Marah Al-Satri, une jeune femme de 22 ans, tutrice d’un clan de cinq soeurs, avoue que cette initiative lui a présenté une bouée de sauvetage au sein de forts remous. Celle-ci avait accompagné son frère blessé pour venir poursuivre son traitement au Caire après que sa mère a trouvé la mort au cours de la guerre. « Mon frère est mort le lendemain de notre arrivée au Caire, je me suis trouvée avec mes cinq soeurs. Mes petites soeurs sont sorties de Gaza dans de très mauvaises conditions par rapport aux autres enfants. Pourtant, je ne m’attendais pas à ce que cela nous arrive. Nous allions rester avec mon frère à l’hôpital et je me suis retrouvée seule avec les cinq filles, jusqu’à ce que j’aie entendu parler de cette initiative et ensuite je m’y suis inscrite. Cela m’a beaucoup aidée à surmonter ce bouleversement soudain. Cela a aussi aidé mes soeurs à apprendre de nouveau et à s’intégrer dans leur nouvel environnement », avoue Marah, dont le nom qui signifie joie ne semble pas refléter son difficile destin.
Côté académique, l’initiative fournit des cours de maths, de sciences, d’anglais, d’arabe et de Coran selon le programme enseigné dans les écoles de Gaza. Côté curatif et créatif, « nous offrons aux enfants des séances de thérapie à travers l’art par le biais du dessin et des ouvrages manuels, et ce, sans compter les cours de musique et d’exercices physiques. Mais la chose la plus importante pour que les enfants ressentent à la fois sécurité et stabilité est de leur établir une routine quotidienne qu’ils ont changée en se déplaçant d’un pays à une autre », avance Donia Adel, consultante en santé mentale. « Nous sommes actuellement en train de mettre en place un programme spécial élaboré par des psychologues, dans le cadre du programme de rétablissement des traumatismes », poursuit-elle.

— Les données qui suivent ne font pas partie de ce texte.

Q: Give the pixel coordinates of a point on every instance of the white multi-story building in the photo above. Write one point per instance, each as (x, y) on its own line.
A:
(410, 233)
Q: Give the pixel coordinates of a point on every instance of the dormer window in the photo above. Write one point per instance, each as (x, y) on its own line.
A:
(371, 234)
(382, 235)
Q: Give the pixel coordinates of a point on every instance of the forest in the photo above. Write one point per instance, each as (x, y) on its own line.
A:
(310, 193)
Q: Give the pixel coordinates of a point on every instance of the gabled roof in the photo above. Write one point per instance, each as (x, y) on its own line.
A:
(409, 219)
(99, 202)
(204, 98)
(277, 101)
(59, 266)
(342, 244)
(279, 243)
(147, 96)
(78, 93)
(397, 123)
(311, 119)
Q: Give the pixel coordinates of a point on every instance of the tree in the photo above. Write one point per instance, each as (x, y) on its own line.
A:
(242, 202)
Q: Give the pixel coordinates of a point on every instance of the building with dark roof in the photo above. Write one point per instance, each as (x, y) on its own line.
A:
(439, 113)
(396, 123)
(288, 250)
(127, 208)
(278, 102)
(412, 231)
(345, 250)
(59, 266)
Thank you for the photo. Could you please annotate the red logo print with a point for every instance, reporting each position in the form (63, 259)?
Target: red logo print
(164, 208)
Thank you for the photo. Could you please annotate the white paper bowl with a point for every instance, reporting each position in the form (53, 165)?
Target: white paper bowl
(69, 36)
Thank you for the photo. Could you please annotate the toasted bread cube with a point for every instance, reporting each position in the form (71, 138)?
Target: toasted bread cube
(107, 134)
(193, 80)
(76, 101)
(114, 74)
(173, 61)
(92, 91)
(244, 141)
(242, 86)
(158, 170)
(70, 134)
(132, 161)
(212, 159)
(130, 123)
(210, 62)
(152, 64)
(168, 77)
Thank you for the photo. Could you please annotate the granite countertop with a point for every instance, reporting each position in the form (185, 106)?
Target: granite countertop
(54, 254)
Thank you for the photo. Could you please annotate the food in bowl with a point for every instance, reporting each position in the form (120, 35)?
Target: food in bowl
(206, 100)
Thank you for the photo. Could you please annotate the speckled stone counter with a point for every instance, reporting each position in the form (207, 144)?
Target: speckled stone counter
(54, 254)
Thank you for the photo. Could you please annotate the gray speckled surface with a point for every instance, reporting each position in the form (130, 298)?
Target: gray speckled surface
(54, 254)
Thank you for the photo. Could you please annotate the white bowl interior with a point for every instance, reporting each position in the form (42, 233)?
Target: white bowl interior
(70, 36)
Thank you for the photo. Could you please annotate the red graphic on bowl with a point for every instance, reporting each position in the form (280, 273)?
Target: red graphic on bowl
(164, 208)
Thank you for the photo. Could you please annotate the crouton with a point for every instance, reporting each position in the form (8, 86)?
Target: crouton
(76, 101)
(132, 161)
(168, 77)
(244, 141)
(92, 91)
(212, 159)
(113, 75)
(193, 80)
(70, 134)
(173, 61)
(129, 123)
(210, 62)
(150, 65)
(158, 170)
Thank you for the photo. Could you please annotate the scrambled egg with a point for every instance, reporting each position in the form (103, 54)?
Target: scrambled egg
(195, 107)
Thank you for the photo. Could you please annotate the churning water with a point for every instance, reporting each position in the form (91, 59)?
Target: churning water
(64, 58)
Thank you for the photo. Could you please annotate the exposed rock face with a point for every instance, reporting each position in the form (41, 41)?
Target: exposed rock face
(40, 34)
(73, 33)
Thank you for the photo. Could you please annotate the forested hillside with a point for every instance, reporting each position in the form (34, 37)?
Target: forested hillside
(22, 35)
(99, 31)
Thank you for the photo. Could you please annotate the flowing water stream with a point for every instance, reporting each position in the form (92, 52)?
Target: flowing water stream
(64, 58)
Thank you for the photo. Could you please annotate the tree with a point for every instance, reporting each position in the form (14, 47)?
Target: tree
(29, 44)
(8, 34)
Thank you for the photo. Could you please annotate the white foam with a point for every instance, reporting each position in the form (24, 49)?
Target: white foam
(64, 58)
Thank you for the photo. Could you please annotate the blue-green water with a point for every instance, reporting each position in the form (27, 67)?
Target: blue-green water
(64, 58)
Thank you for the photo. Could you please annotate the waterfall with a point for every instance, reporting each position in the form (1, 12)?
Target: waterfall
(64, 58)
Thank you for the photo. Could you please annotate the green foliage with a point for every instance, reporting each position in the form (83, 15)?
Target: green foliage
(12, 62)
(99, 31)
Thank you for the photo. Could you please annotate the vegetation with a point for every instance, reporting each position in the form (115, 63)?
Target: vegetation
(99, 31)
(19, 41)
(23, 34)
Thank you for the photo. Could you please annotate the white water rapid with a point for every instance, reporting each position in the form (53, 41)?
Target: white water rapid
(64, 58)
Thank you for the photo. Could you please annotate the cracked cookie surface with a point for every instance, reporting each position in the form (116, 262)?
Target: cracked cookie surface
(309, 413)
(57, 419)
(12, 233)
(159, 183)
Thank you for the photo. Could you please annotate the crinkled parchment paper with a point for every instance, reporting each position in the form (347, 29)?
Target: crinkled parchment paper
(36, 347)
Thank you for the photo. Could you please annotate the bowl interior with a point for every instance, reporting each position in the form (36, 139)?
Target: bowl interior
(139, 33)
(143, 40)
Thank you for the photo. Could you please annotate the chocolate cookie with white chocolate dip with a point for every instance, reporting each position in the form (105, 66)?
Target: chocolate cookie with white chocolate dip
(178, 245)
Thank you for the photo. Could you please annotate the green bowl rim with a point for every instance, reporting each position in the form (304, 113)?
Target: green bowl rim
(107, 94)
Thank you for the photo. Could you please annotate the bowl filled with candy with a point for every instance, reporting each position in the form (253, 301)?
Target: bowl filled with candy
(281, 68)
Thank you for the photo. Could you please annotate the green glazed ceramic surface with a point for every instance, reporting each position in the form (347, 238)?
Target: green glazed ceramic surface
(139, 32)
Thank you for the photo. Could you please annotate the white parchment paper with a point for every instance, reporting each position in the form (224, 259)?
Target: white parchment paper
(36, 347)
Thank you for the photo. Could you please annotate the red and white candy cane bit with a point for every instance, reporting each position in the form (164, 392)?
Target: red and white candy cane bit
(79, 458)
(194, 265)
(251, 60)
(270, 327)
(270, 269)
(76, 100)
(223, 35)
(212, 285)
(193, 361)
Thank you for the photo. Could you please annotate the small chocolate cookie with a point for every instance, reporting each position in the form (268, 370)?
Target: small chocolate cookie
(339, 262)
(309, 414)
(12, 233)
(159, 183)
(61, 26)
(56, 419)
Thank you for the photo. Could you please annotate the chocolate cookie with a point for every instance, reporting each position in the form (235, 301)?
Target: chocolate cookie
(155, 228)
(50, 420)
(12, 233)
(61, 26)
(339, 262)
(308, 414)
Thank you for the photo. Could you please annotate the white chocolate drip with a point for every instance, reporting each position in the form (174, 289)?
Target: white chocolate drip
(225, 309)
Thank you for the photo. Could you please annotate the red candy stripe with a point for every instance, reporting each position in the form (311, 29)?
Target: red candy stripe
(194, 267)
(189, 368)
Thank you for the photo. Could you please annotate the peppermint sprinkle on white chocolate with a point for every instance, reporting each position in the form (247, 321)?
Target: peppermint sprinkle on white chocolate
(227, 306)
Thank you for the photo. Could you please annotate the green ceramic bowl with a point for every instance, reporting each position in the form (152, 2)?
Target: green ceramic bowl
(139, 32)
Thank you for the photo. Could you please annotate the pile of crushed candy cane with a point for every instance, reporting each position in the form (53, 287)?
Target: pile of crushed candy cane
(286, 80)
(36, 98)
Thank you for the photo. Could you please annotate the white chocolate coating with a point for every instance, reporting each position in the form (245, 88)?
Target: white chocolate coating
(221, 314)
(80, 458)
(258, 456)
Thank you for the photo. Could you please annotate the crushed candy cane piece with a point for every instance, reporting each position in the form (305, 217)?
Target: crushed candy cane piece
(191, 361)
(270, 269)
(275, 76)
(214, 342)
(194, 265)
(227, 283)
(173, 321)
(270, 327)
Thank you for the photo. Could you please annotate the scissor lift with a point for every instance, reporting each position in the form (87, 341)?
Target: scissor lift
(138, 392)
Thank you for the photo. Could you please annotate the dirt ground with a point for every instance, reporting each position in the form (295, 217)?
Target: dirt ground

Car l’une des faces souvent cachées des guerres, c’est leur impact sur l’éducation des enfants. Selon le Bureau des Nations-Unies pour la coordination des affaires humanitaires (OCHA), 625 000 élèves n’ont pas eu accès à l’éducation à Gaza durant l’année scolaire 2023-2024 en raison de la guerre. Une situation qui exige encore plus d’initiatives de ce genre pour venir au secours de ces enfants et empêcher qu’ils ne se perdent dans les labyrinthes de l’ignorance et de la violence.